Siedzieliśmy w takiej
pozycji ,dłuższy czas, potem poszłam wziąć prysznic , a Michał po mnie
.Czyściutcy włączyliśmy horror na DvD pod tytułem „ Bez litości”
Może to nie do końca
horror ,ale momentami się bałam ,a nieraz to bardzo uśmiałam .Myślałam, że
zejdę ,gdy babka obcięła facetowi fiuta i wsadziła do buzi. Od razu
przypomniałam sobie o naszej umowie ze Zbyszkiem. Właśnie Zbyszek, może powinna
o tym porozmawiać z Michałem .Oczywiście ja zawsze muszę być najmądrzejsza.
-Michał ?
-Tak ?
-Ja wiem to nie moja
sprawa. Ale to jest chyba nie porządku to co powiedziałeś do mnie , a w
szczególności do Zbyszka ,wiesz jak on się wtedy czuł .
Kubiak spuścił głowę i
głośno westchnął.
-Wiem. Byłem wtedy piany
,wkurzyło mnie to z tą Olką ,co na każdą dziewczynę będziesz tak reagowała
?Jebło ci wtedy ? Nie mogę sobie życia ułożyć? A na dodatek jeszcze Zibi
wyjechał z Moniką ,no wam się już
wszystkich w dupach poprzewracało !
-My chcieliśmy tylko
pomóc.
-Nie potrzebuję waszej
pomocy ,dam radę sam.!
Co ja mogłam poradzić ?
Nic. Wstałam i skierowałam się do pokoju.
Położyłam się na łóżku i
przytuliłam się głowę do poduszki. Nie mogłam spać,cały czas myślałam o tym
głupim wydarzeniu. Nie miała komu się wyżalić. Wzięłam więc telefon do ręki i w
kontaktach wyszukałam nr do Ignaczaka. Nie liczyłam ,że odbierze ,bo było
późno, ale po 2 sygnałach usłyszałam jego głos w słuchawce
-Cześć malutka.
-Hej.
-Coś się stało ,że
dzwonisz?
-A musi się coś dziać
,żebym zadzwoniła ? Nie mogę tak o dowiedzieć się co tam u ciebie ?
Znał mnie na wylot ,ja
nigdy do niego nie dzwonię ,aby zapytać o takie pierdoły .Dzwonię tylko z
problemami, zapewne się już przyzwyczaił.
-Wiesz co , co jak co
mnie nie oszukasz.Co się stało ?
-Powiedz mi jak to jest
,gdy zaufasz osobie kolejny raz ,a ona cię zawiedzie ? Na moim przykładzie.
Po drugiej stronie
cisza.
-Aż tak źle?-zapytałam
-Nie tylko zaskoczyłaś
mnie tym pytaniem.
-Czyli jak ?
-No jesteś zawiedziony
,nie masz chęci do życia , czujesz się upokorzony, tak jakby ktoś wił ci nóż w
plecy.
-Ty się tak czułeś? Jak
ja to zrobiłam?
-Nie.
-Nie ? To jak ?
-Bardzo się nie
załamywałem ,bo wiedziałem ,że i tak wrócisz .Nie masz nikogo więcej, musisz
,się przecież komuś wyżalić .Ufasz ludziom ,ale nie tak bym im się zwierzać .
-Mój wielkolud. Nawet
nie wiesz jak bardzo bym chciała ,żebyś był blisko mnie.
-Ja też. To ja kończę
,bo jutro mam trening rano. Dobranoc Malutka .
-Dobranoc- westchnęłam i
odłożyłam telefon.
Odwróciłam się na
brzuszek i zasnęłam .Zaczął mi się coś śnić:
Jechałam z moją rodziną samochodem ok. 100 km/h.

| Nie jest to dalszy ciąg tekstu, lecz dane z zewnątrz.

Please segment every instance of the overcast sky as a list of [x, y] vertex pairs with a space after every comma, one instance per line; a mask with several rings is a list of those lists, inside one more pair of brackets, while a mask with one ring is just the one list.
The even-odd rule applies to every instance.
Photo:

Rozmawialiśmy na temat moich ocen, o szkole i na wiele innych tematów. Droga
którą jechaliśmy była pusta, choć jechaliśmy przez duże miasto. Dziwiliśmy się
czemu w godzinach szczytu nikogo nie ma w mieście, była tylko pustka i cisza.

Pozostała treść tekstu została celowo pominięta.